The Vuntut Gwitchin government, Veale wrote, is also captured by a section in the Charter which declares that all bodies acting as a government or “exercising inherently ‘government’ activities” fall within the Charter’s scope.
He found, however, that Vuntut Gwitchin’s “residency requirement as a general principle, is not discriminatory for a number of reasons.” The requirement, he explained, doesn’t deny citizens the right to vote, nor the right to run for the position of chief or councillor.
He noted elsewhere in the decision that since “time immemorial to the present day, all VGFN Chiefs and Councillors have been residents in the VGFN Traditional Territory.”
“The evidence is that all VGFN citizens have suffered displacement and alienation from imposed colonial laws, residential school and resource development without the consent or involvement of VGFN citizens,” Veale wrote. “The purpose and effect of the residency requirement is to enhance the homeland and preserve it for all VGFN citizens…
“… (The) residency requirement is not an infringement of Ms. Dickson’s equality right but recognition of the role of non-residents VGFN citizens in their homeland. The residency requirement does not discriminate but ensures a role that respects rather than denigrates the rights of non-resident VGFN citizens.”

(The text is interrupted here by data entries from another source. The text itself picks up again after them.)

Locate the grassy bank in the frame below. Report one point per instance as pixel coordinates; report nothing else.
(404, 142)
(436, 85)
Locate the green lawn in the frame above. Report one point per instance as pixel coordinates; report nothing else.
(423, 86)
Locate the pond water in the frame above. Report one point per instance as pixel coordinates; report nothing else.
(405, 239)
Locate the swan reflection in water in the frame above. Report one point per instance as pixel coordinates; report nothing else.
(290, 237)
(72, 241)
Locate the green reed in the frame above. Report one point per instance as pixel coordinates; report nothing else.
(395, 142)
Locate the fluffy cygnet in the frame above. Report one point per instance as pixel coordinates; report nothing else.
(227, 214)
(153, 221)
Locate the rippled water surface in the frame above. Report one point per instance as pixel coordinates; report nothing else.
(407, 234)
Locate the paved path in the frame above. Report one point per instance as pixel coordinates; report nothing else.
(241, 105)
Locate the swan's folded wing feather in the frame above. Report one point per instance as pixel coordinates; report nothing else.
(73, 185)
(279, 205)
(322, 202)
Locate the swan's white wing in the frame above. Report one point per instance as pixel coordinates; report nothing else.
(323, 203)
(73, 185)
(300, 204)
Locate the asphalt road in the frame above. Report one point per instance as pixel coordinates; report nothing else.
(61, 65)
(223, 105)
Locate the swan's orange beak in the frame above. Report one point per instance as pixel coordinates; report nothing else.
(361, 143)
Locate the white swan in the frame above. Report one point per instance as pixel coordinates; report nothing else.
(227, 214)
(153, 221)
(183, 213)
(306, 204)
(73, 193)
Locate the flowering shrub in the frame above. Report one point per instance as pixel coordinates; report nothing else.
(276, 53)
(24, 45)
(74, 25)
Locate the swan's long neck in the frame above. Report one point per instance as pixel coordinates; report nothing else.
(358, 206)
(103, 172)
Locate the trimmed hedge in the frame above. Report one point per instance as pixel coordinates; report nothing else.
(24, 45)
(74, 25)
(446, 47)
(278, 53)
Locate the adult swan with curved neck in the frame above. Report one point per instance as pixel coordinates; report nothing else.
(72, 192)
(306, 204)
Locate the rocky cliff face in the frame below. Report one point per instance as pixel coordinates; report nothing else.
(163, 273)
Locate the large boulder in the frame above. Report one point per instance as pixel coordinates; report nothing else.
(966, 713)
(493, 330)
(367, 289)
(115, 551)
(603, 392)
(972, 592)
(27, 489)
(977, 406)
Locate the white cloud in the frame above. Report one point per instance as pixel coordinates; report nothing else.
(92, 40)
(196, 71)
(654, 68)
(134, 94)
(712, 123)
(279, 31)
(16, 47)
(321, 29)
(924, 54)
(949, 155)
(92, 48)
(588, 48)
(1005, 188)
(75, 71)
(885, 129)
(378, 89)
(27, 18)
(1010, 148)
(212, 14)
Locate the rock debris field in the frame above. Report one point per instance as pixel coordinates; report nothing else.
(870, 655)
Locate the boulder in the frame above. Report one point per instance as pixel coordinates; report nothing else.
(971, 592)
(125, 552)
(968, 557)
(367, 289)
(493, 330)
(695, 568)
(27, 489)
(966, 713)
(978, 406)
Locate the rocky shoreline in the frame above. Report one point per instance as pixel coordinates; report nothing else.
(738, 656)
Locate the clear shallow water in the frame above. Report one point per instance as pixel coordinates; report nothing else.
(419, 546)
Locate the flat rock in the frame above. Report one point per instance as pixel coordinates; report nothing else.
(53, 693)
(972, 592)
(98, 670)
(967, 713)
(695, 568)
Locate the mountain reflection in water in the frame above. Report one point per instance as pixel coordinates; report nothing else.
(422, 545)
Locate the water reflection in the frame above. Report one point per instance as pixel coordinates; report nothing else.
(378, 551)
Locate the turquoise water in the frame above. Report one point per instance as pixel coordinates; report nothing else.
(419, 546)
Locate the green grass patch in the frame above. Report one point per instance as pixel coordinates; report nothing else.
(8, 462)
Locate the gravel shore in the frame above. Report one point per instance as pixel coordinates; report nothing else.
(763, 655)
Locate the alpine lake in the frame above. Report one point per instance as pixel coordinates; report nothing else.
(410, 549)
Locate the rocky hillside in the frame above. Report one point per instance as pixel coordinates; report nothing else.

Even if the residency requirement violated Dickson’s equality rights, Veale wrote, it would be “shielded” by another part of the Charter protecting Aboriginal and treaty rights.
Veale did, though, strike down the portion of the requirement that calls for elected councillors to move to settlement land within 14 days, declaring that it “arguably creates a disadvantage in that it imposes an arbitrary disenfranchisement… of a successful candidate who was unable to find housing or could not relocate in such a short time frame.”
He suspended the invalidity of the “within 14 days” part for 18 months “to permit the VGFN General Assembly to review the residency requirement to determine if they wish to amend it.”
In an emailed statement June 9, Vuntut Gwitchin Chief Dana Tizya-Tramm highlighted Veale’s finding the residency requirement does not discriminate against non-resident citizens but “ensures a role that respects rather than denigrates the rights of non-resident VGFN citizens.”
“This is a significant finding that protects the residency requirement as a contemporary exercise of our inherent right to self-government and upholds the sacred relationship between our homelands and community governance that has been maintained under Vuntut Gwitchin law with the guidance of our Elders for millennia,” Tizya-Tramm wrote.
The decision, however, also raises “broader issues” about the Charter and its application to “the exercise of the inherent right to self-government.”
“These issues extend far beyond the scope of our residency requirement and are of regional and national significance … We are carefully reviewing the decision in its entirety and will be thoroughly considering all of our options before determining any next steps,” he said.
Dickson, in an email June 10, said she was “disappointed with some parts of the decision” but declined to comment further, explaining that she was still reviewing the document.